Research Interests & Support
• Synthetic Microbial Communities with Desired Traits
• Multi-cellular Circuits and Heavy Metal Monitoring
• µF-based High-throughput Characterization and Discovery
• Real-time Microbial Communication Dynamics
• Semiconductors, optical networks & µF Integration
• Hardware, Software, and Wetware Automation
Reprogramming synthetic microbial communities toward desirable states
Synthetic genetic circuits are the basis of bioengineering solutions in various industries, e.g., personalized cell therapeutics, transgenic plants for biofuels, textile, and food industries. Since individual species pose a limitation in the number of standard bio-parts to build increasing complexity and size genetic circuits, our lab investigates how large circuits can be proposed as interconnected multicellular small-in-size sub-circuits in microbial communities and their properties be used as design rules and means to predict desirable states precisely. Namely, using thermodynamic and kinetic models, we study how the variability of intrinsic variables of interspecies systems may impact community behavior.

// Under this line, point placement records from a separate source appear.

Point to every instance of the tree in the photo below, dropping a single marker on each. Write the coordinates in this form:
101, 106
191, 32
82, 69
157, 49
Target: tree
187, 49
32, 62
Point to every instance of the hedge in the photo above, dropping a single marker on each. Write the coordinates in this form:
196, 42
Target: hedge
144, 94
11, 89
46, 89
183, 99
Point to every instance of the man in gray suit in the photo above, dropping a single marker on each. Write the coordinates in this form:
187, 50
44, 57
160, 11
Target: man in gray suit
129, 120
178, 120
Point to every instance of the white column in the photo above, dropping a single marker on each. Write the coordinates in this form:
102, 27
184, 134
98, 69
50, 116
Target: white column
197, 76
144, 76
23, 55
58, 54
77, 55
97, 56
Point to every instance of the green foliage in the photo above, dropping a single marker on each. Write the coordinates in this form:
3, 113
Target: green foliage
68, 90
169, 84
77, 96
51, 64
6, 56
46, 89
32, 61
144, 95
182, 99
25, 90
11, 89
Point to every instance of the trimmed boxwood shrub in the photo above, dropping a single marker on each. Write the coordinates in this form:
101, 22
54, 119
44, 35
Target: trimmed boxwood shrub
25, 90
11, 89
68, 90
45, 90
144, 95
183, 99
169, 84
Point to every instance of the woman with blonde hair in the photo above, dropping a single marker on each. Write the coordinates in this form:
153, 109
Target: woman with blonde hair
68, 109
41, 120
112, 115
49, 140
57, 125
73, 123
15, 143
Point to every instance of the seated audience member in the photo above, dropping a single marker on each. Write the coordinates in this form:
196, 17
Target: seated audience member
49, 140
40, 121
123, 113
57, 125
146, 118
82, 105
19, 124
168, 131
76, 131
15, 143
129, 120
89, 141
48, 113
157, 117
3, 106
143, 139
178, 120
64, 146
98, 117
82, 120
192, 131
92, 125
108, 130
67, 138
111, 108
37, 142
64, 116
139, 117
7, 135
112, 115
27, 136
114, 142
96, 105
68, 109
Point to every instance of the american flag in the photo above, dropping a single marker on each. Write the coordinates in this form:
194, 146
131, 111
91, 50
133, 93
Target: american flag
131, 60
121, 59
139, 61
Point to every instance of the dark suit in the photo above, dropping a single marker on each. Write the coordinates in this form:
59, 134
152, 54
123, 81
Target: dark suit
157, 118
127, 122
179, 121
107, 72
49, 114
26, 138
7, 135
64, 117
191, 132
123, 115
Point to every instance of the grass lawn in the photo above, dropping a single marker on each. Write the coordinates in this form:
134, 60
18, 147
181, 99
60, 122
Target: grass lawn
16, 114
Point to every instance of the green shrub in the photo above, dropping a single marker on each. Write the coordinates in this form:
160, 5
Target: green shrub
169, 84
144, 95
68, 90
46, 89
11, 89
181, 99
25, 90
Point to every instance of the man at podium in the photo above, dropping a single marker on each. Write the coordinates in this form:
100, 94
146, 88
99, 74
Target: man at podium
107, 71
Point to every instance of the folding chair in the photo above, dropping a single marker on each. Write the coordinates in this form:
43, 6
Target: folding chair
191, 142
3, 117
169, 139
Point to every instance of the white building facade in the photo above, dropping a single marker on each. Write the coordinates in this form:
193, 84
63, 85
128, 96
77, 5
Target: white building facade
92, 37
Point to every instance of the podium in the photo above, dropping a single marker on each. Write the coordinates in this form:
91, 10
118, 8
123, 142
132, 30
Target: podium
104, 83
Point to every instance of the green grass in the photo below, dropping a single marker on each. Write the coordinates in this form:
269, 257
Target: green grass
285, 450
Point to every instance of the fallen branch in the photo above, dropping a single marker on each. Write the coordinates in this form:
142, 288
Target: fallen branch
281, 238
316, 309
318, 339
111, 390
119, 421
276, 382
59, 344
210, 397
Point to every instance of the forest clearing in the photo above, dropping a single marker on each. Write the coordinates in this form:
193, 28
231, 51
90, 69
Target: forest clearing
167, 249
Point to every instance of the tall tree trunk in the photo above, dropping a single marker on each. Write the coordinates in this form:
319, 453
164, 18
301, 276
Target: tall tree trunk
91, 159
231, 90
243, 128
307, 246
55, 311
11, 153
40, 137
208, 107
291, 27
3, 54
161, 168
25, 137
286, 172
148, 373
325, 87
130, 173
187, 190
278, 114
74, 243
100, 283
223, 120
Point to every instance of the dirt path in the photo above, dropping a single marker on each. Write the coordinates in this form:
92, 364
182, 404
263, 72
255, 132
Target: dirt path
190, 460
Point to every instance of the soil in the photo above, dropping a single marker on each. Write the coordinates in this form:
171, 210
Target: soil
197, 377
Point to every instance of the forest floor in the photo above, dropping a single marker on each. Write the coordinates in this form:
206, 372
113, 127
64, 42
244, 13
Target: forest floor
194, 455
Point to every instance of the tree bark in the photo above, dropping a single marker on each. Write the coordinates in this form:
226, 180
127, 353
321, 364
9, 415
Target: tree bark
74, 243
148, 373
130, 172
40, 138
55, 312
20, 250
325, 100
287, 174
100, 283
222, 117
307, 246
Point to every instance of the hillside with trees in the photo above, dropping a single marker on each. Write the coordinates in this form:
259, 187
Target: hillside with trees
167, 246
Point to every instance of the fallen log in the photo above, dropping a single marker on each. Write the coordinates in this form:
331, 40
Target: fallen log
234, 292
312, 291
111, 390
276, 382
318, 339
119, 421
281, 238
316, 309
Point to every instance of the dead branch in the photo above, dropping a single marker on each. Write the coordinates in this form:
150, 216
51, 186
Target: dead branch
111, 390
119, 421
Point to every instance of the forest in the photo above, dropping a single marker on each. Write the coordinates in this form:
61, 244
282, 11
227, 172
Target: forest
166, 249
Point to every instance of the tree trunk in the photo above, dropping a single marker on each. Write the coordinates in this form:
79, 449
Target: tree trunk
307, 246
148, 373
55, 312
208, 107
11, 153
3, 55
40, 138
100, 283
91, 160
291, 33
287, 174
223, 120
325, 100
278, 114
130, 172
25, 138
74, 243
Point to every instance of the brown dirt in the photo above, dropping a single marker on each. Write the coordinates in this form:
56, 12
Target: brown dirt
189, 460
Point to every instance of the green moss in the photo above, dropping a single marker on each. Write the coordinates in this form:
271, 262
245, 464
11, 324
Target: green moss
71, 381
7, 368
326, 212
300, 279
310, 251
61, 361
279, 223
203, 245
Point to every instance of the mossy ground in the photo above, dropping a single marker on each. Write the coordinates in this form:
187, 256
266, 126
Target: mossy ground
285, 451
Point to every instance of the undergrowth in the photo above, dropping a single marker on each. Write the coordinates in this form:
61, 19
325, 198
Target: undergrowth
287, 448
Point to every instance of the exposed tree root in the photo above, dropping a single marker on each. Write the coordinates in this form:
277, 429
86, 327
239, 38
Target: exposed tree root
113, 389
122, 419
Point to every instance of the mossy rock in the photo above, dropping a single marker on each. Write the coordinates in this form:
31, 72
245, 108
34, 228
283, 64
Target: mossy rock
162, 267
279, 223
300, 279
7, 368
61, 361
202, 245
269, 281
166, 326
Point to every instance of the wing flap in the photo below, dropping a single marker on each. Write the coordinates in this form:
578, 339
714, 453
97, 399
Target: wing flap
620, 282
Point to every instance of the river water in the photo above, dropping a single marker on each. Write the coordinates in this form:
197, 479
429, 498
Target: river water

Co-designing programmable microbial communities embedded into microfluidic chips
Microbial communities are highly complex in composition and, naturally, vary in space, time, and external contexts. Our lab investigates communication and gene expression variables influencing microbial community dynamics, functional activities, and spatial structure in controlled environmental contexts. Then, using fluidic-dynamic models with microfluidic properties and variables of microfluidic-based micro-environments, our lab studies the variability of such extrinsic variables and their impact on cell growth dynamics and community behavior. Finally, our lab aims to study what design rules can improve the predictive Co-design of synthetic communities and artificial microfluidic micro-environments for user-defined community behavior.
Support
Engineering on-chip very-large programmable microbial communities with complex traits
Microfluidic-based screening platforms help find and characterize cell candidates with desired functions. For example, a library of cell-based biosensors that sense concentrations of heavy metals can be determined for a micro-environment while external variables are tested (e.g., inorganic metals and metal alloys). Depending on the complexity of the application, though, a community of cells may be required to perform a complex task. Other microfluidic devices that can sustain cell growth for long-term measurements are required in these cases, and many devices are available in academia and industry. Our lab investigates how microfluidic primitive properties (i.e., structure and dynamics) can be scalable to larger networks of primitives in a predictive way when implementing monolayer and multi-layer (with complex routing and microfluidic technology integration) fabrication approaches.